On the way back to the kitchen, he replaced the shotgun on the rack in the hall.  In the kitchen, the coffee was hot and ready on the stove.  He took two blue enamel cups from the shelf on the wall and filled them with the streaming black brew.”
              –C. Wayne Winkle (Frank Bannon–The Fixer)

    I heard yur hoss, so I poured a cup for ya.  Using that Black Gold from Folgers this mornin’, ahhh, sure delightful.  I’m a little picky about my coffee as you know.  I not one of those coffee snobs that can only drink certain types of coffee and in a certain way.  Reckon my biggest complaint is that it’s usually not strong enough.  I like to taste the coffee not just some flavored water.
    Yep, I understand the thinkin’ of the person in the quote.  The shotgun’s handy, and pistol if needed.  There are crazy things now, yuh think, ha, it’s just gettin’ started.  How about that young whippersnapper who thinks that small churches are a problem and that we should “unhitch” from the Old Testament?  Now, he is supposedly more enlightened that we are, at least this ol’ fence post, and it is done in the name of being progressive.  What about the Scripture in the New Testament that states that ALL Scripture is inspired?  Ptui on progressive!

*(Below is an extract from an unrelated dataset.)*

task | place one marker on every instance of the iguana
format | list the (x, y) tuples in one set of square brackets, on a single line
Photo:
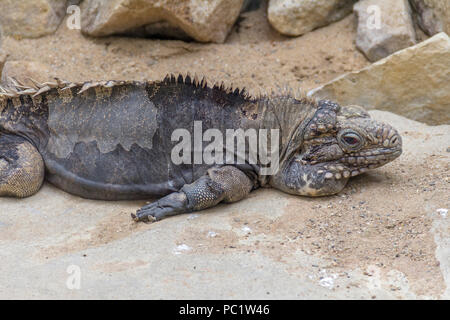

That’s heresy.
    Drink it down pard, for I’m just gettin’ started this mornin’.  There’s another one of those progressive hot-shots who says that he don’t think we can be governed by the Constitution; it’s just too old.  Ask him how to fix things, and he just haws around without an answer, but we need to get rid of the Constitution.  He’s just one of those bureaucrats up in Washington.  Then that other jasper who is goin’ to run for President, whose mother says that the defenders of the Alamo were only a bunch of drunks and crooks.  
    Gotta settle down, let me finish this cup, ‘fore I get too riled.  Problem really is that the Old Testament and the Constitution doesn’t fit these progressive folks agenda.  Listen, no matter what, truth is truth!  
    Say, I met with my new publisher.  He seems like one of us ol’ codgers who realize the value of writing a good story and not getting “progressive” with it.  If yuh are looking for my first book, the title has changed to “The Journal of Elias Butler.”
    Yeah, I know, yuh gotta be headin’ on down the road.  Yuh ride easy, now ya hear?  Check that cinch, and keep yur gun oiled and ready.  Sure to be readin’ the Bible, includin’ the Old Testament.